Re: IJ joint in spaced lettering

From: Asmus Freytag (
Date: Mon Jan 09 2006 - 17:24:29 CST

  • Next message: Kenneth Whistler: "RE: IJ joint in spaced lettering"

    On 1/9/2006 11:30 AM, Jukka K. Korpela wrote:

    > On Mon, 9 Jan 2006, Kent Karlsson wrote:
    >>> Theoretically, U+0132 is a compatibility character with U+0049 U+004A
    >>> as the compatibility decomposition.
    >> It has the *standardised* (non-theoretical) decomposition: <compat> 0049
    >> 004A.
    > The word "Theoretically" meant that I first considered how things are
    > in principle, by the Unicode standard.

    "Is theoretically", and 'is defined as' are different, "in principle",
    but it seems the latter is what you meant.

    >>> Being a compatibility decomposable
    >>> character, it is not recommended except in the representation
    >> No, it does not say that.
    > "Compatibility decomposable characters are a subset of compatibility
    > characters included in the Unicode Standard to represent distinctions
    > in other base standards. They support transmission and processing of
    > legacy data. Their use is discouraged other than for legacy data or
    > other special circumstances."
    > Definition D21 in section 3,
    >> There are exceptions to that interpretation
    >> of compatibility characters (and compatibility decomposable characters),
    >> the IJ LIGATURE and the LONG S are among them.
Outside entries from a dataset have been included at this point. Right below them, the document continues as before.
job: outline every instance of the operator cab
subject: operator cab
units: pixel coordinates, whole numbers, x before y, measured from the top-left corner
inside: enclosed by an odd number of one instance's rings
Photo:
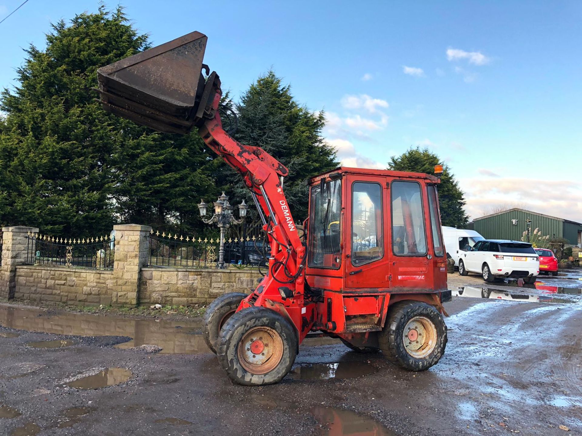
[[[345,167],[311,178],[310,286],[344,293],[446,290],[439,182],[426,174]]]

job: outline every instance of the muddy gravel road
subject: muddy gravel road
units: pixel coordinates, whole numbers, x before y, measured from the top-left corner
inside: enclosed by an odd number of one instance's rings
[[[1,305],[0,435],[582,434],[582,270],[561,274],[450,275],[428,371],[308,339],[281,383],[253,388],[194,321]]]

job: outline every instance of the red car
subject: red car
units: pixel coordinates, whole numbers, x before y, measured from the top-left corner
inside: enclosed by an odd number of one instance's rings
[[[558,259],[551,250],[546,248],[536,248],[535,252],[540,256],[540,272],[546,273],[550,276],[558,275]]]

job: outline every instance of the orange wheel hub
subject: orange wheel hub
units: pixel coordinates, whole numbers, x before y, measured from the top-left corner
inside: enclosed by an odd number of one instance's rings
[[[262,343],[262,341],[257,339],[251,344],[251,351],[255,354],[260,354],[264,349],[265,349],[265,344]]]
[[[408,332],[408,338],[411,341],[416,341],[418,338],[418,332],[416,329],[412,329]]]

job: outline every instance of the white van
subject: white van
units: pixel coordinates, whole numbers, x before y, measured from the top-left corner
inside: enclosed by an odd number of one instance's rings
[[[443,226],[442,237],[445,240],[445,249],[447,259],[455,260],[455,266],[459,266],[459,253],[470,250],[473,246],[485,239],[474,230],[455,228]]]

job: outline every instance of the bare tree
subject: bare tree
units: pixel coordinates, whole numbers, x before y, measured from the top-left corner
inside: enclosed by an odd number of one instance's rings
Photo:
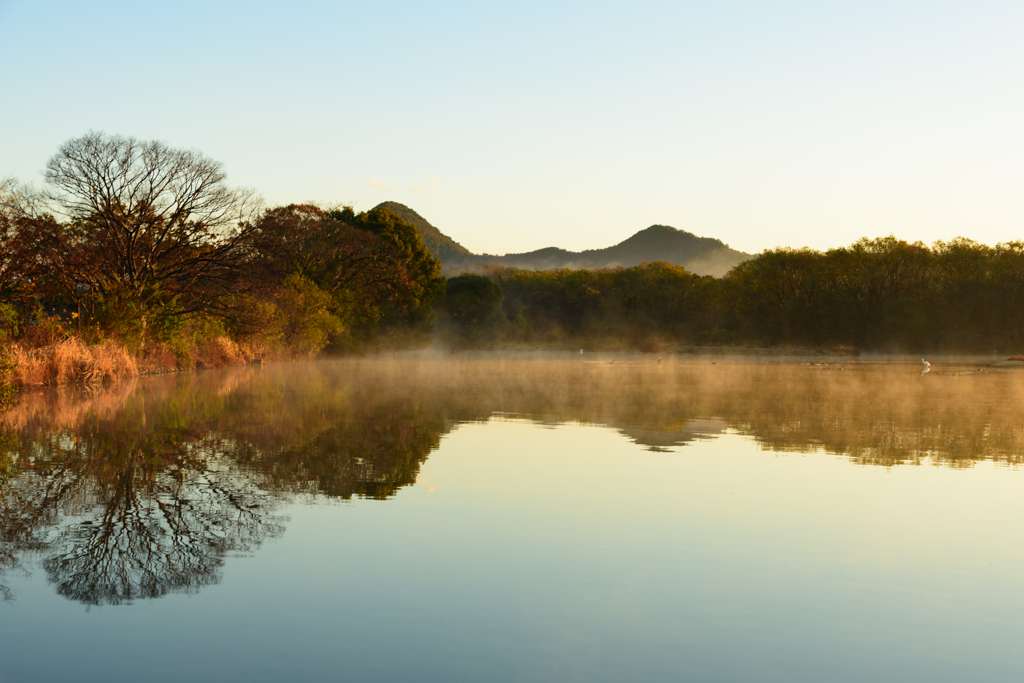
[[[97,132],[65,142],[45,178],[69,221],[50,241],[53,276],[75,300],[131,302],[143,316],[215,306],[259,208],[198,152]]]

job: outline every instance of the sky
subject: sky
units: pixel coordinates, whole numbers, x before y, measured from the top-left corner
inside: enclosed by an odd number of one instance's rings
[[[0,0],[0,177],[90,130],[473,252],[1024,239],[1024,3]]]

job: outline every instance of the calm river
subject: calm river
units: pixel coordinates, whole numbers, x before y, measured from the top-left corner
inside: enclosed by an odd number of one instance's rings
[[[0,418],[0,683],[1024,680],[1024,372],[921,370],[30,394]]]

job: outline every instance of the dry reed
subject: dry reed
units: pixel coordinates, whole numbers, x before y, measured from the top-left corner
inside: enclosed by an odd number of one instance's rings
[[[87,346],[70,338],[35,349],[11,346],[12,379],[23,386],[98,384],[138,375],[138,365],[121,344]]]

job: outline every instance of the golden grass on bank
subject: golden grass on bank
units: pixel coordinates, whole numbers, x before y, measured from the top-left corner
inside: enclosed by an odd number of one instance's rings
[[[112,341],[87,346],[75,338],[27,349],[11,347],[12,379],[24,386],[97,384],[118,382],[138,375],[128,350]]]

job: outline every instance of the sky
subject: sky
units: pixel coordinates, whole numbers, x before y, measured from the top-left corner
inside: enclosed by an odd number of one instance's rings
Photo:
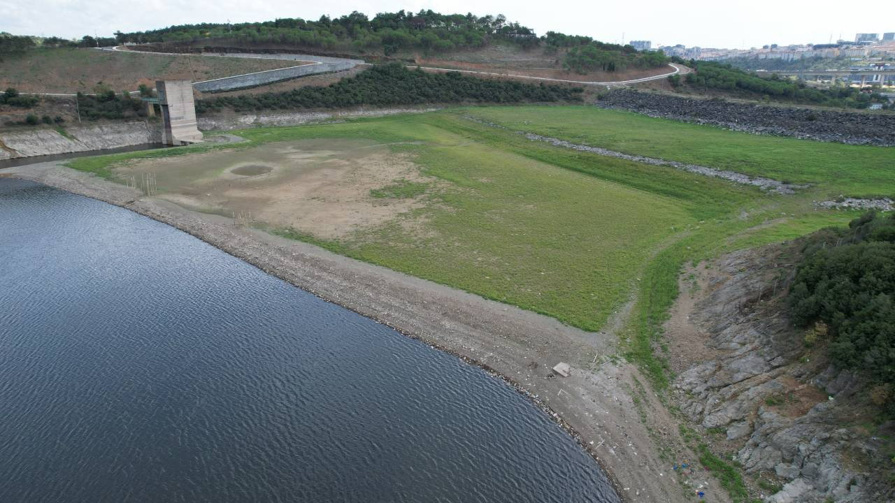
[[[857,8],[857,5],[860,8]],[[251,8],[247,8],[251,5]],[[243,22],[276,18],[319,19],[360,11],[431,9],[442,13],[507,16],[539,35],[553,30],[586,35],[604,42],[652,40],[658,45],[748,48],[765,44],[825,44],[840,37],[853,40],[857,32],[895,31],[890,0],[852,4],[841,0],[639,0],[594,2],[552,0],[142,0],[98,3],[96,0],[0,0],[0,31],[14,35],[111,36],[114,31],[141,31],[173,24]]]

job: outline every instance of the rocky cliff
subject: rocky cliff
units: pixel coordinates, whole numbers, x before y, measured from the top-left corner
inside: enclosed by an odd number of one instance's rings
[[[787,320],[797,254],[778,245],[687,271],[667,325],[683,341],[670,351],[675,400],[768,503],[892,501],[895,425]]]

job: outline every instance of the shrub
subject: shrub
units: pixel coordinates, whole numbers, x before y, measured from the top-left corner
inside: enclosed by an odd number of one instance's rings
[[[793,322],[814,323],[837,366],[895,381],[895,218],[865,214],[803,250],[788,294]]]

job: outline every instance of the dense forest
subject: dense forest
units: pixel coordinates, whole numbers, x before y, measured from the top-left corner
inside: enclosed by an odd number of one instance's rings
[[[467,77],[457,72],[427,73],[392,63],[327,87],[279,93],[200,99],[199,113],[243,110],[335,108],[362,105],[394,107],[427,103],[525,103],[580,101],[581,88]]]
[[[828,344],[832,362],[878,384],[895,414],[895,216],[868,213],[805,245],[789,292],[806,344]],[[880,404],[882,405],[882,404]]]
[[[524,49],[540,47],[547,54],[562,50],[564,66],[581,72],[652,68],[668,63],[661,52],[640,53],[630,46],[604,44],[590,37],[550,31],[539,38],[529,28],[507,22],[503,15],[440,14],[430,10],[415,14],[382,13],[372,19],[355,11],[339,18],[322,16],[318,21],[186,24],[151,31],[119,31],[115,38],[122,44],[277,46],[384,56],[399,52],[446,53],[502,43]]]
[[[808,87],[802,81],[750,73],[729,64],[710,61],[689,61],[686,64],[695,69],[683,79],[680,75],[669,78],[675,88],[690,87],[697,90],[718,90],[734,96],[766,98],[792,103],[866,108],[871,103],[888,103],[875,90],[860,90],[850,86],[830,89]],[[888,105],[886,106],[888,107]]]

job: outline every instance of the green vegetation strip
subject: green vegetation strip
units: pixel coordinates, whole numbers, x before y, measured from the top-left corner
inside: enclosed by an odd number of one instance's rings
[[[495,107],[470,115],[626,154],[811,183],[816,198],[895,195],[895,149],[746,134],[592,107]]]

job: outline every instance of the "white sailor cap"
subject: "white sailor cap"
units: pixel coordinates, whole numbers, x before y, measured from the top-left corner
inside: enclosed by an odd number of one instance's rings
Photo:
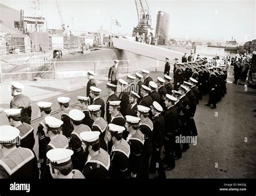
[[[156,89],[156,88],[157,88],[157,84],[153,81],[150,81],[149,82],[149,85],[150,87],[151,87],[152,89]]]
[[[163,79],[160,77],[157,77],[157,81],[159,82],[161,84],[163,84],[163,83],[165,83],[165,80],[164,79]]]
[[[135,92],[133,91],[131,91],[131,92],[129,94],[129,97],[133,97],[134,98],[136,98],[137,99],[139,99],[140,98],[140,96],[138,95],[137,93],[136,93]]]
[[[4,110],[4,112],[6,114],[6,116],[9,117],[21,116],[21,112],[22,109],[15,109]]]
[[[71,163],[71,156],[73,153],[70,149],[54,148],[47,152],[46,157],[50,160],[51,165],[62,167]]]
[[[138,108],[138,111],[142,113],[147,113],[150,110],[150,108],[141,105],[138,105],[137,107]]]
[[[100,110],[100,105],[90,105],[87,108],[89,110],[89,112],[91,113],[97,112]]]
[[[43,110],[51,110],[52,103],[46,102],[39,102],[37,103],[38,107]]]
[[[115,125],[114,124],[110,123],[109,124],[109,130],[113,136],[120,135],[123,134],[123,132],[125,130],[125,128],[122,126]]]
[[[140,120],[140,118],[132,116],[125,116],[126,122],[131,125],[138,125]]]
[[[171,80],[171,79],[172,79],[172,78],[171,78],[169,76],[167,76],[167,75],[165,75],[164,76],[164,77],[165,78],[167,79],[170,80]]]
[[[92,144],[99,142],[99,131],[84,131],[80,133],[82,142],[86,144]]]
[[[106,83],[106,85],[108,88],[111,89],[112,90],[114,90],[114,89],[117,87],[117,85],[109,83]]]
[[[23,85],[17,82],[12,82],[11,84],[12,89],[15,89],[17,90],[22,90],[25,88],[25,86],[24,86]]]
[[[65,104],[66,103],[69,103],[70,98],[69,97],[60,97],[57,98],[58,102],[62,104]]]
[[[134,77],[133,76],[131,76],[130,74],[127,74],[127,76],[126,76],[126,78],[133,80],[133,79],[135,79],[135,77]]]
[[[182,84],[180,85],[179,89],[181,89],[181,90],[183,90],[185,91],[188,91],[188,89],[187,89],[187,88],[186,86],[185,86],[184,85],[183,85]]]
[[[53,117],[46,117],[44,118],[45,124],[51,128],[59,128],[63,124],[63,121]]]
[[[198,82],[196,79],[194,79],[191,77],[190,78],[189,81],[191,81],[194,83],[197,83]]]
[[[176,98],[171,96],[171,94],[166,94],[165,96],[166,96],[165,99],[169,99],[171,102],[177,102],[178,100]]]
[[[95,86],[91,86],[90,89],[91,89],[91,92],[93,92],[97,93],[99,93],[102,91],[101,89],[99,89],[99,88],[97,88]]]
[[[182,93],[180,92],[176,91],[175,90],[172,90],[172,95],[177,95],[177,96],[181,96]]]
[[[19,130],[10,125],[0,126],[0,143],[14,141],[19,135]]]
[[[151,90],[151,89],[150,89],[149,87],[148,87],[147,86],[144,85],[144,84],[143,84],[142,85],[142,89],[143,90],[146,91],[146,92],[150,92],[150,91]]]
[[[123,79],[120,78],[119,79],[119,83],[121,83],[122,84],[124,84],[124,85],[128,85],[128,83],[127,83],[126,81],[124,80]]]
[[[135,75],[136,75],[136,76],[137,78],[143,78],[143,76],[139,73],[136,72],[136,73],[135,73]]]
[[[112,107],[120,106],[121,101],[109,101],[109,106]]]
[[[142,73],[149,73],[150,71],[146,70],[142,70]]]
[[[80,102],[88,102],[90,99],[90,97],[83,97],[83,96],[77,96],[77,100]]]
[[[94,73],[92,71],[90,71],[90,70],[87,71],[87,74],[88,75],[95,76],[95,73]]]
[[[186,81],[183,82],[183,84],[186,86],[193,86],[193,84],[190,83],[189,82],[187,82]]]
[[[154,108],[156,110],[158,111],[159,112],[163,112],[163,107],[161,106],[156,101],[153,102],[153,104],[150,106],[151,108]]]
[[[84,118],[85,115],[82,111],[77,109],[73,109],[70,110],[69,113],[69,116],[73,120],[80,121]]]

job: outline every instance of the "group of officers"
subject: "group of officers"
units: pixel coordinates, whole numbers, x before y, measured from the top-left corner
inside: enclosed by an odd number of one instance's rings
[[[176,62],[173,87],[169,74],[154,82],[146,70],[127,75],[125,80],[112,77],[116,65],[106,83],[106,105],[90,71],[86,96],[77,96],[79,109],[70,107],[69,97],[58,97],[58,119],[50,115],[52,103],[37,103],[43,117],[37,131],[38,159],[30,99],[22,94],[22,84],[12,82],[14,98],[4,111],[9,125],[0,126],[0,178],[147,179],[157,171],[156,178],[166,178],[165,171],[174,168],[175,160],[190,147],[176,137],[197,136],[193,117],[199,94],[207,92],[207,82],[210,91],[222,87],[215,72],[225,69]],[[207,82],[201,77],[205,70]]]

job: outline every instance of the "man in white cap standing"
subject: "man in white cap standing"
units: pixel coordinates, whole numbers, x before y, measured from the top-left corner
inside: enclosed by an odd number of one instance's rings
[[[81,111],[77,109],[72,110],[69,112],[69,116],[71,119],[71,124],[74,127],[74,130],[70,136],[70,146],[74,151],[71,157],[73,168],[82,171],[86,160],[82,147],[82,139],[79,135],[82,132],[91,131],[91,130],[88,126],[82,124],[85,115]]]
[[[39,169],[35,152],[16,147],[18,129],[0,126],[0,146],[3,157],[0,160],[0,179],[38,179]]]
[[[100,105],[100,111],[102,111],[100,116],[104,118],[105,115],[105,102],[100,97],[99,93],[102,91],[101,89],[95,86],[91,86],[90,94],[92,99],[91,105]]]
[[[6,109],[4,112],[6,114],[10,125],[19,130],[19,143],[17,144],[17,146],[32,150],[35,145],[34,130],[31,125],[21,121],[21,110]]]
[[[163,110],[161,105],[157,102],[153,102],[151,107],[153,118],[152,139],[153,151],[149,172],[155,174],[157,170],[158,175],[156,178],[165,179],[166,176],[161,159],[161,148],[164,144],[164,133],[165,129],[165,119],[161,114]]]
[[[93,78],[95,76],[95,74],[92,71],[87,71],[87,77],[89,80],[88,81],[86,86],[86,97],[89,97],[91,86],[97,86],[97,82]]]
[[[100,147],[98,131],[85,131],[80,134],[82,147],[87,156],[83,174],[86,179],[107,178],[110,166],[110,157]]]
[[[130,146],[123,138],[123,126],[109,124],[107,140],[113,144],[110,152],[111,165],[109,175],[112,179],[124,179],[129,177],[128,168],[130,154]]]
[[[52,149],[47,153],[47,158],[50,160],[50,171],[53,178],[85,178],[80,171],[72,170],[71,156],[73,153],[71,150],[63,148]]]
[[[131,116],[126,116],[125,128],[129,132],[126,141],[130,146],[129,170],[131,178],[142,177],[143,168],[142,152],[144,145],[143,133],[139,130],[140,119]]]
[[[69,116],[69,113],[72,110],[72,108],[69,106],[70,98],[69,97],[60,97],[57,98],[57,99],[59,103],[60,110],[63,112],[61,116],[62,120],[63,121],[63,124],[61,126],[62,133],[69,140],[70,134],[74,130],[74,127],[70,122],[70,118]]]
[[[22,91],[24,89],[24,86],[17,82],[11,83],[11,96],[14,98],[11,100],[10,108],[22,108],[21,121],[30,124],[32,113],[30,99],[22,94]]]

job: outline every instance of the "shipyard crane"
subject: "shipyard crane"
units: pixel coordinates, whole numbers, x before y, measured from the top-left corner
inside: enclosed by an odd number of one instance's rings
[[[133,36],[143,33],[148,35],[151,31],[152,18],[149,5],[146,0],[135,0],[138,15],[138,25],[133,29]]]

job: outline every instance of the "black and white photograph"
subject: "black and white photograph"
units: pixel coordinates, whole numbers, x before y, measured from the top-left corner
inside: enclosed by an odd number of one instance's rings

I think it is perfectly
    >> fine to recommend their use in situations like this
    > I think so too; we seem to agree on the practical point. But I
    > discussed what the standard says (in a somewhat odd place, but the
    > same general idea can be seen elsewhere in the standard, too).

    I agree that the language as written is too strong. The problem is that
    such statements are perfectly fine for a large set of these characters,
    but totally inappropriate for the bulk of them - unless that is,if your
    definition of 'special circumstances' is totally elastic.

    The history of this statement is interesting. It was first introduced in
    2.0, without any discouragement expressed. The latter was added in 3.0,
    but in 4.0, the reservation for 'special circumstances' was added.

    The number of compatibility characters in the standard has changed over
    the years

    3.0.0 2237 (of which <font> 37 , <super/sub> 63, <compat> 660)
    3.1.0 3230 (of which <font> 1028 , <super/sub> 63, <compat> 662)
    3.2.0 3282 (of which <font> 1037 , <super/sub> 64, <compat> 669)
    4.1.0 3363 (of which <font> 1038, <super/sub> 124, <compat> 673)
    4.1.0 3422 (of which <font> 1041, <super/sub> 169, <compat> 673)
    5.0.0 beta 3424 (of which <font> 1043, <super/sub> 169, <compat> 673)

    In other words, over time, about 1,000 new compatibility characters with
    <font> type decompositions have been added and about 100 with
    <super/sub>. These are characters that form an integral part of
    mathematical and phonetic notation, use that is certainly 'specialized'
    compared to general text use, but perhaps ill-described by the use of
    the tersm 'special circumstance' in the text.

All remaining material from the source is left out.